Double-dose hepatitis B revaccination has good results in HIV-positive patients not responding to standard vaccine

Use of a double-dose of hepatitis B virus vaccine in HIV-positive patients who did not respond to standard vaccination has a 50% success rate, according to a Dutch study published in the January 15^th edition of the Journal of Infectious Diseases.

HIV and hepatitis B are transmitted in similar ways, and it is estimated that approximately 6% - 10% of HIV-positive gay men are infected with hepatitis B virus. Patients infected with HIV and hepatitis B virus are often said to be coinfected. High rates of HIV/hepatitis B coinfection are also present in HIV-positive patients in many resource-limited countries.

Antiretroviral therapy can mean a longer, healthier life for HIV-positive patients, but since effective anti-HIV treatment became available, liver disease caused by hepatitis B and hepatitis C virus has become a major cause of illness and death in people with HIV. It is estimated that individuals coinfected with HIV and hepatitis B virus have an eight-fold increased risk of death compared to individuals who are only infected with HIV.

Patients who are coinfected with HIV and hepatitis B are also less likely to clear hepatitis B surface antigen and hepatitis B e antigen, have a higher rate of hepatitis B replication and therefore have an increased risk of passing on hepatitis B to others. Coinfected patients also have a greater risk of progression to cirrhosis and of experiencing flare-ups of hepatitis.

Preventing hepatitis B in HIV-positive patients is therefore a priority. A vaccine against the virus exists and it is recommended that all HIV-positive patients should receive this. However, compared to individuals with a strong immune system, HIV-positive patients have a poor response to hepatitis B vaccination with only 40% - 76% developing protective antibodies against the infection.

All asymptomatic HIV-positive patients in the Netherlands are provided with hepatitis B vaccination consisting of three 10 µg doses of HBvaxPro. These are provided by intramuscular injection. But approximately 50% of patients do not develop a protective level of antibodies against the infection.

To try and achieve a higher rate of response investigators revaccinated 144 non-responders at monthly intervals with double the recommended dose of the vaccine.

Most of the patients (108, 75%) were men and the mean age was 43 years. At the time of revaccination, 96 patients (67%) were receiving antiretroviral therapy and 89 patients (62%) had an undetectable HIV viral load. Median nadir (lowest ever) CD4 cell count was 204 cells/mm³ and at the time the first course of hepatitis B vaccination was offered, median CD4 cell count was 360 cells/mm³. Median CD4 cell count was similar when revaccination was provided.

Revaccination was successful in 74 of the 144 patients, a response rate of 51%. Median hepatitis B antibody titers were 107.9 iu/l in these patients, well above the protective threshold of 10 iu/l.

Female patients were found to have a significantly better response rate (p = 0.03). A response was also more likely in patients under 40 years, irrespective of their HIV viral load. For patients aged 40 and above, revaccination was significantly more likely to be successful in patients with an undetectable HIV viral load (p = 0.005).

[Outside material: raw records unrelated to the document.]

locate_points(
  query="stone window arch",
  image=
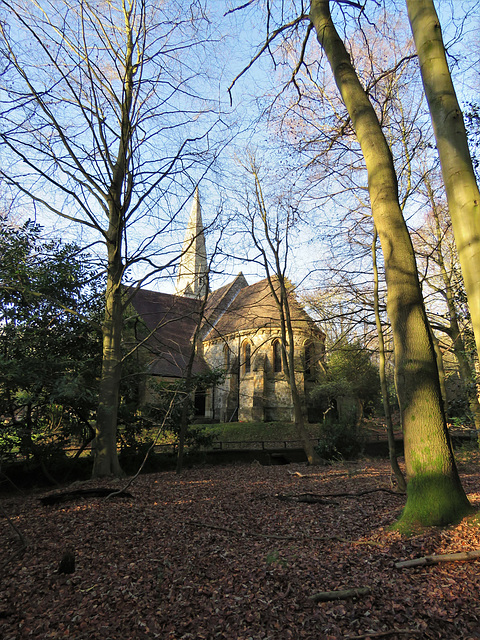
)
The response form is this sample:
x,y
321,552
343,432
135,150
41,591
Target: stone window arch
x,y
277,356
309,358
226,358
247,357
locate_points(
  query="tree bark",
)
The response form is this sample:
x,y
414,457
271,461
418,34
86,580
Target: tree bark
x,y
105,460
434,492
458,175
392,451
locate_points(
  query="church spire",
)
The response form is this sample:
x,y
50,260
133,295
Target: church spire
x,y
193,269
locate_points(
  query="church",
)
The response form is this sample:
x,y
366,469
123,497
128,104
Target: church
x,y
235,328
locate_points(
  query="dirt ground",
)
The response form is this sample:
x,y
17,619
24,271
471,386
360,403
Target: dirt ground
x,y
231,552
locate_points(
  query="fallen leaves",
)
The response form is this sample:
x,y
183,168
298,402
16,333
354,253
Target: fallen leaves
x,y
214,554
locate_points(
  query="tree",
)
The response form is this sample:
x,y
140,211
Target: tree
x,y
50,343
97,127
351,373
270,235
443,284
461,187
434,492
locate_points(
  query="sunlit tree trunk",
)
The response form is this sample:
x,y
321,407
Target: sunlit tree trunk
x,y
105,445
434,493
460,184
392,451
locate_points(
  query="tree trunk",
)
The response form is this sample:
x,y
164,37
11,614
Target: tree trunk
x,y
312,456
106,461
454,333
392,450
460,184
434,493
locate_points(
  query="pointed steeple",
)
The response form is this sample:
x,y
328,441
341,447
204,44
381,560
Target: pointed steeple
x,y
193,269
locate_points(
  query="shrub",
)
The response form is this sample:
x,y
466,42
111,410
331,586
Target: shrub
x,y
340,441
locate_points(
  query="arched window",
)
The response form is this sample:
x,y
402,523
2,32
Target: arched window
x,y
309,358
247,357
226,358
277,356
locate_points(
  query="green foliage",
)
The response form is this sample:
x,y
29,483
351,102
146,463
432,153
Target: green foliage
x,y
350,373
171,399
49,343
340,441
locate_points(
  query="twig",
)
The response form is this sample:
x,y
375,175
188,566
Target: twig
x,y
343,594
20,535
384,634
253,534
435,559
21,539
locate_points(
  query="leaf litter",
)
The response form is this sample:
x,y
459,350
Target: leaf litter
x,y
213,553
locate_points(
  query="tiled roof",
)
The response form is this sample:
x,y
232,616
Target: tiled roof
x,y
171,321
233,308
255,308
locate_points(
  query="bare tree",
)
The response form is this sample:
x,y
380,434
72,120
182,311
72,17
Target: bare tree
x,y
435,494
270,236
98,104
459,178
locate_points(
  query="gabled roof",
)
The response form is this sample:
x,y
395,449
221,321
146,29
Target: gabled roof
x,y
171,321
254,308
235,307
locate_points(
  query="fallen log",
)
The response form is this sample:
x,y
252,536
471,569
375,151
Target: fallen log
x,y
384,634
435,559
66,496
344,594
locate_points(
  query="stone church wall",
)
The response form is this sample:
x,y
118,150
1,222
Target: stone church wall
x,y
256,392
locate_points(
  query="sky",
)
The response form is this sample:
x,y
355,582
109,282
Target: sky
x,y
238,36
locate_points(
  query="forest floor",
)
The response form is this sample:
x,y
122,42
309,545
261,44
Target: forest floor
x,y
228,552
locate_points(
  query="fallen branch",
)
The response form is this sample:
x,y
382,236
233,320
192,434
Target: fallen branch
x,y
22,541
384,634
326,596
66,496
435,559
273,536
309,498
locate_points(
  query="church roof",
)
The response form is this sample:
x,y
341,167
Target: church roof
x,y
171,321
254,308
235,307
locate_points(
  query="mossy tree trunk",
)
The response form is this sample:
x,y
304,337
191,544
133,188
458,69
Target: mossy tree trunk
x,y
434,493
106,461
118,200
458,175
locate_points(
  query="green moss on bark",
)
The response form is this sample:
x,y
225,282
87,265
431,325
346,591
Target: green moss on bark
x,y
433,500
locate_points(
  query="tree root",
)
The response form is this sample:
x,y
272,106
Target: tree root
x,y
435,559
272,536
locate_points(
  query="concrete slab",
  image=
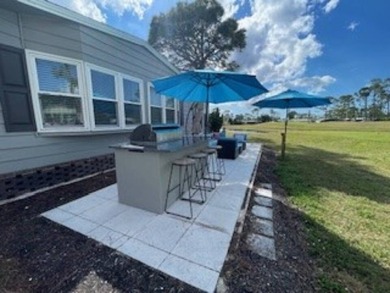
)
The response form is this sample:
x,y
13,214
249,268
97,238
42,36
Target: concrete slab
x,y
190,250
203,246
189,272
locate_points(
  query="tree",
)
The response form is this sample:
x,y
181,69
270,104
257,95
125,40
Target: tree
x,y
347,106
363,95
193,35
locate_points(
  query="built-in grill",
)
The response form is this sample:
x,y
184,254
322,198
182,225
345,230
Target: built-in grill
x,y
153,136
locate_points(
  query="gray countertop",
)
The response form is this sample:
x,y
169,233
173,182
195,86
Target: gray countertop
x,y
168,146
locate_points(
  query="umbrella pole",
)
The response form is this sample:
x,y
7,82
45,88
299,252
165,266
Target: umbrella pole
x,y
284,135
207,113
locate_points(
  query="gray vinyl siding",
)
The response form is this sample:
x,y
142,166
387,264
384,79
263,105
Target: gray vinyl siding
x,y
50,34
9,28
31,151
117,54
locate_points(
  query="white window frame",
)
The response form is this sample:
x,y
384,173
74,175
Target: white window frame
x,y
120,110
169,108
142,98
31,57
163,106
85,94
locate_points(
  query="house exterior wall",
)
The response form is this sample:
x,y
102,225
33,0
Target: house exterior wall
x,y
47,33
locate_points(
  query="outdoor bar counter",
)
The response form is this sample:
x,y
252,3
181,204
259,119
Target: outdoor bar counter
x,y
143,167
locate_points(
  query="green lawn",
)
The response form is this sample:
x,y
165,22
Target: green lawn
x,y
338,175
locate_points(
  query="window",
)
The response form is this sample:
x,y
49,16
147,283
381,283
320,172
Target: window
x,y
132,93
156,107
58,90
61,102
104,99
162,109
170,110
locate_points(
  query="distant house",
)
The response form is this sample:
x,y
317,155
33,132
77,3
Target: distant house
x,y
69,88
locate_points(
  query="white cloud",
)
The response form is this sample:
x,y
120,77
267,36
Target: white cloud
x,y
230,7
280,41
352,26
138,7
85,7
314,84
332,4
93,8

“To our knowledge, this is the first study describing the results of double-dose hepatitis B virus rechallenge vaccination at monthly intervals in HIV-infected patients not responding to their initial vaccination,” write the investigators, “we revaccinated 144 patients who had failed to have an antibody response after standard vaccination and found a 50.7% response rate.”

The investigators conclude that such a response rate shows that their strategy of double-dose revaccination was justified and call for further prospective studies.